Desde pequeña mi madre tejía mi pelo, afinaba mi cabello con aceites y cepillos todos los días, con dos trenzas me llevaba a la escuela, a donde las tías, amigas y fiestas del colegio. Si se me paraba un pelo corría a ponerlo en su lugar; no valía un despeluque, una trenza mal parqueada ni un pelo mal puesto. “Bien presentada hija debes estar” decía mi mamá, aunque mis ojos tensos se veían y la cabeza me dolía. Yo quería hacerme mil peinados: que la moña de caballo, peinarme como Pocahontas pero esto no valía. Mi mamá solo decía que "tu pelo no da, niña mía".
Cuando tenía 15 años solté por primera vez mis trenzas, cogí los aceites, cepillos y moñas que encontré y a la mierda fueron a parar. Me miré en el espejo y vi que ningún crespo coincidía, no cuadraba, no me veía presentada como me habían enseñado.
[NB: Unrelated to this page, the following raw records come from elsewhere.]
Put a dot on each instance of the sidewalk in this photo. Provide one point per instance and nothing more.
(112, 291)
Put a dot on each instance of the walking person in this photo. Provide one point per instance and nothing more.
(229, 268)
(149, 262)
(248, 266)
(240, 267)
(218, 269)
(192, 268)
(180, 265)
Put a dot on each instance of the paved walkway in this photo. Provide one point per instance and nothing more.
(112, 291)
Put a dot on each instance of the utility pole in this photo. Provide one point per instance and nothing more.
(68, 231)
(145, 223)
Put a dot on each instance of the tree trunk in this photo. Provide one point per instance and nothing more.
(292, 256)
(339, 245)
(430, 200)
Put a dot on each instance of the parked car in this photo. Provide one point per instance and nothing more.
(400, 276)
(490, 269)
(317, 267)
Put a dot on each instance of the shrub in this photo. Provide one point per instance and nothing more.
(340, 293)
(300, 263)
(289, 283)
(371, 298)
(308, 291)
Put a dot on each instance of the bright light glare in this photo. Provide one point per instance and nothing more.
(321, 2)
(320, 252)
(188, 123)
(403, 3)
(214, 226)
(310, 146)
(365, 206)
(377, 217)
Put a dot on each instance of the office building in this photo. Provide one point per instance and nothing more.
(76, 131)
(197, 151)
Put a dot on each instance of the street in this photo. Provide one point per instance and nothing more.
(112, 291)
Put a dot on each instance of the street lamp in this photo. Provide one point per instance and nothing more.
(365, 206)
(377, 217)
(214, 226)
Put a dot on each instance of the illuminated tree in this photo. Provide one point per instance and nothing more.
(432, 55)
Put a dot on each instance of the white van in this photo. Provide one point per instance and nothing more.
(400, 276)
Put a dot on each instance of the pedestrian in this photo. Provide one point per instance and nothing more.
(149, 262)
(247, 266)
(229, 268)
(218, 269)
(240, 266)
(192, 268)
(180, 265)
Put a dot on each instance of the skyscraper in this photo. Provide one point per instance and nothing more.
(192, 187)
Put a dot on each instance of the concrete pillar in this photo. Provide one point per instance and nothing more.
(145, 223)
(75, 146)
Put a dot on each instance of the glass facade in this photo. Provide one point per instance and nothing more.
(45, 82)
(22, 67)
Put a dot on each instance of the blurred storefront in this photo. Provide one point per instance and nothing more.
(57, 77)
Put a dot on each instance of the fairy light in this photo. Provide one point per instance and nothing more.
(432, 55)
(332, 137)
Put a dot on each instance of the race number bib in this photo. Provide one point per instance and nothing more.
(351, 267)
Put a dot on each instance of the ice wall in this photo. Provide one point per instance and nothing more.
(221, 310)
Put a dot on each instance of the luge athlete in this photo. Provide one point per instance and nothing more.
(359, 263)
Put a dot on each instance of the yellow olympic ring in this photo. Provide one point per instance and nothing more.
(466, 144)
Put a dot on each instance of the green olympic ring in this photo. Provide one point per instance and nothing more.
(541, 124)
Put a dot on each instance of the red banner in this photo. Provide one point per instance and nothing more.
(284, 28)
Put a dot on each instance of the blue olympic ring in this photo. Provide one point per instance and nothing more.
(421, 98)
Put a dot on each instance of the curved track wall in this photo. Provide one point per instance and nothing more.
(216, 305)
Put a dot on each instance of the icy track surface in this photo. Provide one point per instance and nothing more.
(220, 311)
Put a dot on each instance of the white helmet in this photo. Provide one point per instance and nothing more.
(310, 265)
Esto estaba complicado: no me veía “peinada” realmente era un total despeluque.
Tímidamente salí de mi habitación, busqué la aprobación de mis hermanas, no me miraron ni siquiera, abrí la puerta de mi casa y decidí salir a la calle. Aquí fue mi encuentro con las miradas, las risas, los señalamientos, los comentarios, las aprobaciones, los halagos y las confrontaciones.
Con el primer paso afuera de mi casa con mis crespos descuadrados, dejé atrás los comentarios los tirones de cabello, los cepillos y mis ojos tensionados. Ahora voy a todo lado con mi cabello despeinado, un poco enredado pero muy bien presentado.